La mort du papier a été annoncée maintes fois. Cependant, le papier connaît une renaissance au Royaume-Uni, notamment à travers les fanzines. Ces publications, emblématiques de l’ère punk, sont en plein essor chez la génération Z. Comme le souligne The Guardian, il s’agit d’une « forme de résistance à la fatigue de l’algorithme et à l’hypercapitalisme de l’industrie musicale ».

ExP, musicien hip-hop et créateur du fanzine West Yorkshire Hip-Hop, affirme que « la capacité d’attention numérique est au plus bas ». Il ajoute que les lecteurs passent souvent plus de temps à explorer un fanzine qu’à faire défiler leur fil d’actualité, le rendant ainsi plus intéressant et authentique.

Au commencement était le punk

Les fanzines ont pris leur essor avec l’émergence du punk dans les années 1970, célébrant la culture alternative du genre. Aujourd’hui, ils reflètent l’éclectisme de la scène musicale britannique. Les jeunes Britanniques, nostalgiques d’un passé qu’ils n’ont pas connu, adoptent souvent une esthétique de patchwork, incitant même certains créateurs de fanzines des débuts à relancer leurs publications. Une différence notable avec les fanzines d’antan est leur diffusion actuelle, qui se fait également via les réseaux sociaux.

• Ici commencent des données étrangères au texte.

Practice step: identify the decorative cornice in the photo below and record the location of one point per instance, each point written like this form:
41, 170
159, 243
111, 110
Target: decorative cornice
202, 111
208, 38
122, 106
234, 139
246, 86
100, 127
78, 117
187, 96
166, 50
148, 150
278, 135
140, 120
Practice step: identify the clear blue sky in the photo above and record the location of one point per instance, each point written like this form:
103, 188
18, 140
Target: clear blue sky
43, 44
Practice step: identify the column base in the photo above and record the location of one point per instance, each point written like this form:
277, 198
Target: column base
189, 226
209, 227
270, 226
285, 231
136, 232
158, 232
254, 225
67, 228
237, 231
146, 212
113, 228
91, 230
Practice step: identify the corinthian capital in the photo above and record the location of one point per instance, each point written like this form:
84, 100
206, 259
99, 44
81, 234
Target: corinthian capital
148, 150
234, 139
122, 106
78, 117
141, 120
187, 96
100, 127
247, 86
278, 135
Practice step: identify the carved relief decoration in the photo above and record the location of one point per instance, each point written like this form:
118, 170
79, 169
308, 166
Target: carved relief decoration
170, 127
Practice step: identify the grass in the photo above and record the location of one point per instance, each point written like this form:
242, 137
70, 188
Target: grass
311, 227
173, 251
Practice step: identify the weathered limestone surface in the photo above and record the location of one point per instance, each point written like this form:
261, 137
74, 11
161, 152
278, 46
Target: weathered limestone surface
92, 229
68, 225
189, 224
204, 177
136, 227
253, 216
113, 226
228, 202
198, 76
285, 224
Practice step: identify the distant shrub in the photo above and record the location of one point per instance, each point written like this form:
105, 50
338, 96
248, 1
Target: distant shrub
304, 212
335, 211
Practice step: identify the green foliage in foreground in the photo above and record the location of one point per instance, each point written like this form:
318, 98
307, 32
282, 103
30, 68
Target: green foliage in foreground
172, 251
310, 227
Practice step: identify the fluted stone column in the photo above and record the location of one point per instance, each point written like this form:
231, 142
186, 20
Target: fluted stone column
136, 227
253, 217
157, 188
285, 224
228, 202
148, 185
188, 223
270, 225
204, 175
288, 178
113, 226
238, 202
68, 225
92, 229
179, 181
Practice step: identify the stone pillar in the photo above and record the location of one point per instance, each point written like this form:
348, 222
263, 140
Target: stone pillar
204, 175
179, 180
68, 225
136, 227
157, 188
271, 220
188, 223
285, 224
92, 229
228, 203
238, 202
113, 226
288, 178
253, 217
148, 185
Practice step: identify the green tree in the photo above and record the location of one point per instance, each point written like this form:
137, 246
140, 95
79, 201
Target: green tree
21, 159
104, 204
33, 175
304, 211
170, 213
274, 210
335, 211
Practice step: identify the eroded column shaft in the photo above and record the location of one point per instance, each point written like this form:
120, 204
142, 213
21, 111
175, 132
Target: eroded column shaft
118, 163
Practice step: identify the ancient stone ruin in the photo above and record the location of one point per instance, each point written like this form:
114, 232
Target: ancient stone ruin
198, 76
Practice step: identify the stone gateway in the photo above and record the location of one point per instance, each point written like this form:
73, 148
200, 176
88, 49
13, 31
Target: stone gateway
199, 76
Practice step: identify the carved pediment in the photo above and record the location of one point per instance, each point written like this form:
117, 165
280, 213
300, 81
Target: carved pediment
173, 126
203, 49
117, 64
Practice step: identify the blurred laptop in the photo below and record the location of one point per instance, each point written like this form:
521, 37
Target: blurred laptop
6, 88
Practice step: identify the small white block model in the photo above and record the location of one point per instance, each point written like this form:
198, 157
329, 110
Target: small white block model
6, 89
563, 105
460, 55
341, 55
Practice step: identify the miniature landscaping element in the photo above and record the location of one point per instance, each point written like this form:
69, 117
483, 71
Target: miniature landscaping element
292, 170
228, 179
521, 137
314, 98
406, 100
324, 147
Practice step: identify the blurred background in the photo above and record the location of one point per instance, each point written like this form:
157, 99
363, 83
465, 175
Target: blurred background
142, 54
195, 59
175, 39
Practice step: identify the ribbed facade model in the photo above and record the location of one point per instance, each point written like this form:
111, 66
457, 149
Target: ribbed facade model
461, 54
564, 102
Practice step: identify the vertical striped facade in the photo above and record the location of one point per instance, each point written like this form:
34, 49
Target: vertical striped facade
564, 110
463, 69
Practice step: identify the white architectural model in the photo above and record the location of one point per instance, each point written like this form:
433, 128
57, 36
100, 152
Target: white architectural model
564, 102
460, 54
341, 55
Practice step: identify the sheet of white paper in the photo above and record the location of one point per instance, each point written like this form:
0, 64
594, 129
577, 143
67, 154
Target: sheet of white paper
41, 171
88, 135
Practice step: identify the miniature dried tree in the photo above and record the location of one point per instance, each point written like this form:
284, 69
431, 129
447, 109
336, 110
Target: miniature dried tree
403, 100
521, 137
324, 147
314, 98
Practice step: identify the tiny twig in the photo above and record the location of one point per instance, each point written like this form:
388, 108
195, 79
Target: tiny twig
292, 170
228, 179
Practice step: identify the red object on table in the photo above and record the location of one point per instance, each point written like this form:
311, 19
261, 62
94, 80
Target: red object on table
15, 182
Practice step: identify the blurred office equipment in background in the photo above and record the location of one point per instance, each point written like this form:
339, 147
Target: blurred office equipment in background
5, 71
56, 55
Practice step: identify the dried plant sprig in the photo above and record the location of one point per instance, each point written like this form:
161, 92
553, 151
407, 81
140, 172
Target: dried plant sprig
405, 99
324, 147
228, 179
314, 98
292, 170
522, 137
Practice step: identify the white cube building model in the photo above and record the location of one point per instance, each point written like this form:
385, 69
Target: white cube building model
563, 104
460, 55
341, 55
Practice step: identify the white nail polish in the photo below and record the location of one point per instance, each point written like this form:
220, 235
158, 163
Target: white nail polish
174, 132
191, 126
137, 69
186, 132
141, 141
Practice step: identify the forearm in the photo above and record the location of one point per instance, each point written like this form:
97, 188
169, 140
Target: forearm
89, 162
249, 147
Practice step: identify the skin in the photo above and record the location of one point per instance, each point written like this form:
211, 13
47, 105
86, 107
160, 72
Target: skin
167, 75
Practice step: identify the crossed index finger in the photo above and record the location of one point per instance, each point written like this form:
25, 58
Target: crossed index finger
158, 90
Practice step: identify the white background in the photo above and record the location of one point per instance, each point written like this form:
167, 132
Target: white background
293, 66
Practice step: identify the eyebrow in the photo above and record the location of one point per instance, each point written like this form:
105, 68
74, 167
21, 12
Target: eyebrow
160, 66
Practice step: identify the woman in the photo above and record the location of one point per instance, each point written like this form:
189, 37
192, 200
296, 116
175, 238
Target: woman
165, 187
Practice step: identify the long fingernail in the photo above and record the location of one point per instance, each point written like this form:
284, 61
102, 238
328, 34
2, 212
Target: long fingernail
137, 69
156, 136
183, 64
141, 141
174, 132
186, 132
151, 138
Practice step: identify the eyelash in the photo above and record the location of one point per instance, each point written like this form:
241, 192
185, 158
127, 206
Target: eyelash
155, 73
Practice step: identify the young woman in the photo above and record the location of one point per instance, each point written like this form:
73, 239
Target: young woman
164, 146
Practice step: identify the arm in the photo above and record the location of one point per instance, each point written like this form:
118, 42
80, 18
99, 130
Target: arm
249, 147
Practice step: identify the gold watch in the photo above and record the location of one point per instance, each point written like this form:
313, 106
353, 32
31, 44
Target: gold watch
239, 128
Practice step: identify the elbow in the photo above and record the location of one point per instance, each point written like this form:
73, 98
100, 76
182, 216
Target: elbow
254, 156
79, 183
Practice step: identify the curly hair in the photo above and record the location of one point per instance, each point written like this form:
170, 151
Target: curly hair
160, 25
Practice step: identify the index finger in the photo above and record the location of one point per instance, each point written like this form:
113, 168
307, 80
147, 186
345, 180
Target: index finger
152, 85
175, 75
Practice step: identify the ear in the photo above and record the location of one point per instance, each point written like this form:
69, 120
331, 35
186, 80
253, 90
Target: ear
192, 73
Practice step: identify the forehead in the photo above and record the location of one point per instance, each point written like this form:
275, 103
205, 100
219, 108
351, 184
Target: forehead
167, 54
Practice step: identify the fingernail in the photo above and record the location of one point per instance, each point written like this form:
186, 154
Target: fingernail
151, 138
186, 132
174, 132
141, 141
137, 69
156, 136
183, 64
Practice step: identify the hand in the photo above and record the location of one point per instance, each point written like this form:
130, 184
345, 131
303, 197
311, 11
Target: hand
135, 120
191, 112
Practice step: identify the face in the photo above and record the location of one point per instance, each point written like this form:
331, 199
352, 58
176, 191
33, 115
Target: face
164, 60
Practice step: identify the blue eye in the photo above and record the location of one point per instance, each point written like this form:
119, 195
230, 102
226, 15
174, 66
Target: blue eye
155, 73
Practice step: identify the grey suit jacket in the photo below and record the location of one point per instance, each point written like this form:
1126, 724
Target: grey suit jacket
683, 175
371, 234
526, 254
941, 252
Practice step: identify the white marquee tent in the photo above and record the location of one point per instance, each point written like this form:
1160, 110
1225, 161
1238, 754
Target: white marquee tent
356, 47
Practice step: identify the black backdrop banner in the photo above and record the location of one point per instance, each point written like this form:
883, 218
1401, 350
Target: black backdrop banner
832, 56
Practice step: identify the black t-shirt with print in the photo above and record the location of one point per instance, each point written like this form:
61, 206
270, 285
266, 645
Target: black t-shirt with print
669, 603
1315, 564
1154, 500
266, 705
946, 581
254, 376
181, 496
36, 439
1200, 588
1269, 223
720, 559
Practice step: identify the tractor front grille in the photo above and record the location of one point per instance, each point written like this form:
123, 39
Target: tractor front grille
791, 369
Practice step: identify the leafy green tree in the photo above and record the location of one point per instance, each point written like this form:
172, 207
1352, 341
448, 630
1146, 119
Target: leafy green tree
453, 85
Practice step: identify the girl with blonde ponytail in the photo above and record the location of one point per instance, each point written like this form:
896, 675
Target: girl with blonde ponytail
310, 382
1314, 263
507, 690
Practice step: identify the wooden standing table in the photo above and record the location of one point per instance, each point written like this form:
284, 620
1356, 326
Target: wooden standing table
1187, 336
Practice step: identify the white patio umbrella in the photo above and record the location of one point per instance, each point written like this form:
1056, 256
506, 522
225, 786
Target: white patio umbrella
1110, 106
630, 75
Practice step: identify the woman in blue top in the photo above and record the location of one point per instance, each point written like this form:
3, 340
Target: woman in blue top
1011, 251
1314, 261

Des publications comme Gadgie, One Way Ticket to Cubesville, et Artificial, fondé en 2025 par Poppy Lola, 18 ans, illustrent cette diversité. Elles couvrent non seulement le punk, mais aussi le ska, le métal et le folk, documentant des scènes musicales souvent locales. Andy TarQuin Wood, rédacteur en chef du magazine TQ, dédié à la musique expérimentale, décrit son travail comme une « histoire vivante de la musique du Nord-Est ».

Célébrer sa différence

Steven, membre du groupe indie-pop écossais Bis, évoque le côté romantique de l’ère pré-internet, ce qui attire les jeunes générations. Manda Rin, également du groupe, souligne que leur succès repose sur leur statut de marginaux, attirant les jeunes non seulement par leurs textes engagés, mais aussi par l’acceptation de la différence.

Ce format de fanzine permet de former des communautés de fans qui échappent à l’homogénéisation culturelle d’une industrie musicale dominée par les plateformes et les algorithmes.